When you’re busy taking care of your business’s most immediate needs, like bill paying and customer service, it’s easy to forget about other important priorities. However, even if your self-employed status means you don’t need to worry about documents designed to assist employees, it can be worth considering them for the future. If you plan to hire workers once your business takes off, you may not want them to miss out on the following things.
Every small business employee handbook outlines the business’s culture, values, and missions, so employees know how they will fit into your corporate culture. Typically, this opening information sets the scene for all other business-related information and the expectations of employees to follow it. Without such information, your workers can find it challenging to understand what your business is about and their place within it.
If your workplace doesn’t have guidelines for how to act and manage specific tasks, you can’t expect any new employees to know what you expect of them. You may have a clear idea in your head for how specific scenarios play out, but unless it’s on paper, it’s unlikely to be followed to the letter.
Your guide can include a wide variety of processes and expectations, such as what your employees can wear and what they should do if they require time off. You may not need this information right now, but it may be helpful in the future.
As your business grows, you’ll likely start thinking about things you can do to retain a quality workforce. These can be things like a work-from-home policy, health insurance, company discounts, and maternity leave. Rather than have future employees questioning what you can offer, it’s laid out clearly in an employee handbook.
Whether you hire one employee or several later on, it’s essential to understand what employment laws surround your business operations. If you can outline these clearly in a handbook, there does not have to be any gray areas regarding what you should do if you need to enact one of those laws. Some vital information in this regard can include laws surrounding federal FMLA leave, military leave, disability leave, and other government mandates.

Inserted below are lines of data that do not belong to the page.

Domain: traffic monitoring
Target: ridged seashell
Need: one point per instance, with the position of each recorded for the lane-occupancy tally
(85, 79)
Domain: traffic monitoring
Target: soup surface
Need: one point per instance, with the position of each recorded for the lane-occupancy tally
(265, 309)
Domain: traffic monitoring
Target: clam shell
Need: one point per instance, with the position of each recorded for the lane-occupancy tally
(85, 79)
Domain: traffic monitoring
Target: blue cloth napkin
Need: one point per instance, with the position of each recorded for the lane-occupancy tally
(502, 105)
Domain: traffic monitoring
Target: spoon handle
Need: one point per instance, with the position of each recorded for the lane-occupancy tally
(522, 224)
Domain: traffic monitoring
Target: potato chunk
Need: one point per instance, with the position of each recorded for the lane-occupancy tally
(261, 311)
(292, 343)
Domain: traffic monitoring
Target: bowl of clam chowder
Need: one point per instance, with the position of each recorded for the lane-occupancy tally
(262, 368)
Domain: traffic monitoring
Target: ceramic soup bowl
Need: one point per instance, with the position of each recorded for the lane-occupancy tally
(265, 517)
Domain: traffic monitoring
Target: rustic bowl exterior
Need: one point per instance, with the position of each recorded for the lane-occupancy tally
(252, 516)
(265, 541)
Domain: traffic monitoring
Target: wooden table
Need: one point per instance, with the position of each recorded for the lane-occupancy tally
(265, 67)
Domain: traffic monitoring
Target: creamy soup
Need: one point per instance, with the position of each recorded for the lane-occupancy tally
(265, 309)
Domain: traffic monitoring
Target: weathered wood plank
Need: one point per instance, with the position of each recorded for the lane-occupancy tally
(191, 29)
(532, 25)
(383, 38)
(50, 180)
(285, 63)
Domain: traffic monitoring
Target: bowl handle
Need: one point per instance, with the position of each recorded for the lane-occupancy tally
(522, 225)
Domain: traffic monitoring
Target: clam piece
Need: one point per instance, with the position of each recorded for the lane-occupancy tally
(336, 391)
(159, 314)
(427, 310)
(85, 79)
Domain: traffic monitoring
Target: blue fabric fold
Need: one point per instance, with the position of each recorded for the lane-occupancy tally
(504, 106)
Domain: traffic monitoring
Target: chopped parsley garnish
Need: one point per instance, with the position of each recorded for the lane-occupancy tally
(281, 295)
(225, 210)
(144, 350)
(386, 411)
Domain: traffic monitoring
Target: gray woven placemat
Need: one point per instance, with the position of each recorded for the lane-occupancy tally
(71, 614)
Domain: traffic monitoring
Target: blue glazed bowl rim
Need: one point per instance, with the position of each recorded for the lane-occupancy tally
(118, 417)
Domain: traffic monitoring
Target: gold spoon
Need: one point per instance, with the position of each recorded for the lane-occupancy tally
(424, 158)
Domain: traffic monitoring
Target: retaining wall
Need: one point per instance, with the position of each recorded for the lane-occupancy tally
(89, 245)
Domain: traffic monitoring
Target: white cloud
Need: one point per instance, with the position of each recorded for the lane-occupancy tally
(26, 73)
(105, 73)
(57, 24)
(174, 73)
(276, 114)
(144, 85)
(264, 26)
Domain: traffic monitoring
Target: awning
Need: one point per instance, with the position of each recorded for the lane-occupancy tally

Every workplace has different policies. You may not have needed to concern yourself with them as a sole trader, but they become important as soon as you hire staff. Your employee handbook can include policies on confidentiality, diversity, harassment, violence, health and safety, and even data protection. Whenever you or an employee has an issue that fits into one of these categories or another, they can refer to your manual to determine the most appropriate next step.
Out of all tasks you need to achieve in a single day, an employee handbook may not appear as one of the most important. However, as your business grows, you may soon learn just how valuable it is. Plan for the future by considering what important information should feature in yours.